NASA has stated that 100 million worlds within our Milky Way galaxy might be hosting alien lives, which would be discovered within two decades.
The space agency outlined a plan to hunt for alien life, using the current telescope technology during a meeting at the Washington headquarters on Monday. The team of scientists will be launching what has been called Transiting Exoplanet Surveying Satellite in 2017, in a bid to explore the greater depths of the universe in search for lives beyond earth.
The NSA administration and scientists are now sure that humans will be able to prove that we are not alone, within the next 20 years or so.

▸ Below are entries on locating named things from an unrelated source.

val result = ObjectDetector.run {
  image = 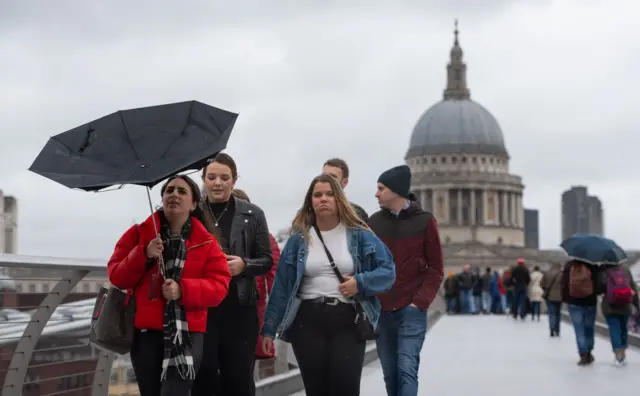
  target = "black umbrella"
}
[29,101,238,232]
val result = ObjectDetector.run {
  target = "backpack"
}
[605,266,635,306]
[569,262,594,298]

"Just imagine the moment, when we find potential signatures of life. Imagine the moment when the world wakes up and the human race realizes that its long loneliness in time and space may be over - the possibility we're no longer alone in the universe," CBS quoted Matt Mountain, director at the Space Telescope Science Institute in Baltimore, who is planning to launch the James Webb Space Telescope in 2018.
"What we didn't know five years ago is that perhaps 10 to 20 percent of stars around us have Earth-size planets in the habitable zone," Mountain continued. "It's within our grasp to pull off a discovery that will change the world forever."

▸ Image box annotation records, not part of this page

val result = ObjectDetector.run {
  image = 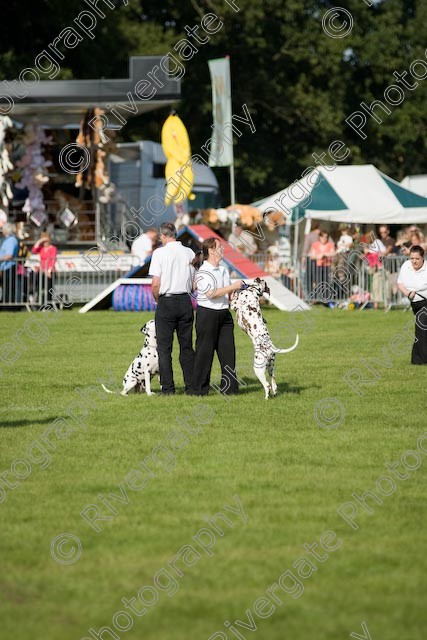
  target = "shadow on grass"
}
[239,376,320,395]
[0,416,58,429]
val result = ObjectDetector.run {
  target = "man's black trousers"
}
[155,293,194,393]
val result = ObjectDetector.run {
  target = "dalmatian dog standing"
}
[102,320,159,396]
[230,278,298,400]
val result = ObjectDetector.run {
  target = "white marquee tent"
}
[254,164,427,224]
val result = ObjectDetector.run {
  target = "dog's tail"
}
[272,334,299,353]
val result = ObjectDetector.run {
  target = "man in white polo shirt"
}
[149,222,194,395]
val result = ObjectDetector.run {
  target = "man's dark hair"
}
[159,222,176,238]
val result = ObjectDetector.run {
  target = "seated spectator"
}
[378,224,396,256]
[364,238,390,309]
[309,230,336,286]
[0,222,19,311]
[409,227,427,249]
[31,233,58,304]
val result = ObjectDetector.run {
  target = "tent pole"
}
[230,162,236,204]
[294,220,300,292]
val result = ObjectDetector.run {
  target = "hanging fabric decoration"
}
[162,114,196,205]
[0,116,13,208]
[16,124,52,213]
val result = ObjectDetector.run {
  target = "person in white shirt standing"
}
[149,222,194,395]
[130,228,158,267]
[397,245,427,364]
[193,238,243,395]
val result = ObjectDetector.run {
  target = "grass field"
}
[0,309,427,640]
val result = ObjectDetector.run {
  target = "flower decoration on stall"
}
[76,108,114,203]
[0,116,13,208]
[16,123,52,214]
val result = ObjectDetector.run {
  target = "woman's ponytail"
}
[191,251,203,271]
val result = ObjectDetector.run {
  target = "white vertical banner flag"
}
[208,58,233,167]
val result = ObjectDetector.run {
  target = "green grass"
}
[0,309,427,640]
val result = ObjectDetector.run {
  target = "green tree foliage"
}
[0,0,427,202]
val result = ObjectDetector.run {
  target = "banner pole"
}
[225,55,236,205]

The estimate that 100 million worlds within our Milky Way galaxy are capable of sustaining alien life is derived from a "conservative" calculation on the 17-billion Earth-sized worlds the scientists claim to be orbiting the 100 billion stars in the galaxy.
Various technology present both on the ground as well as in space - including the Hubble Space Telescope, the Kepler Space Telescope and the Spitzer Space Telescope - will be able to find if there is water in a particular planet - an essential sign of the possibility of alien life.
"I think in the next 20 years we will find out we are not alone in the universe," said NASA astronomer Kevin Hand, who suggested that alien life may exist on Jupiter's moon Europa.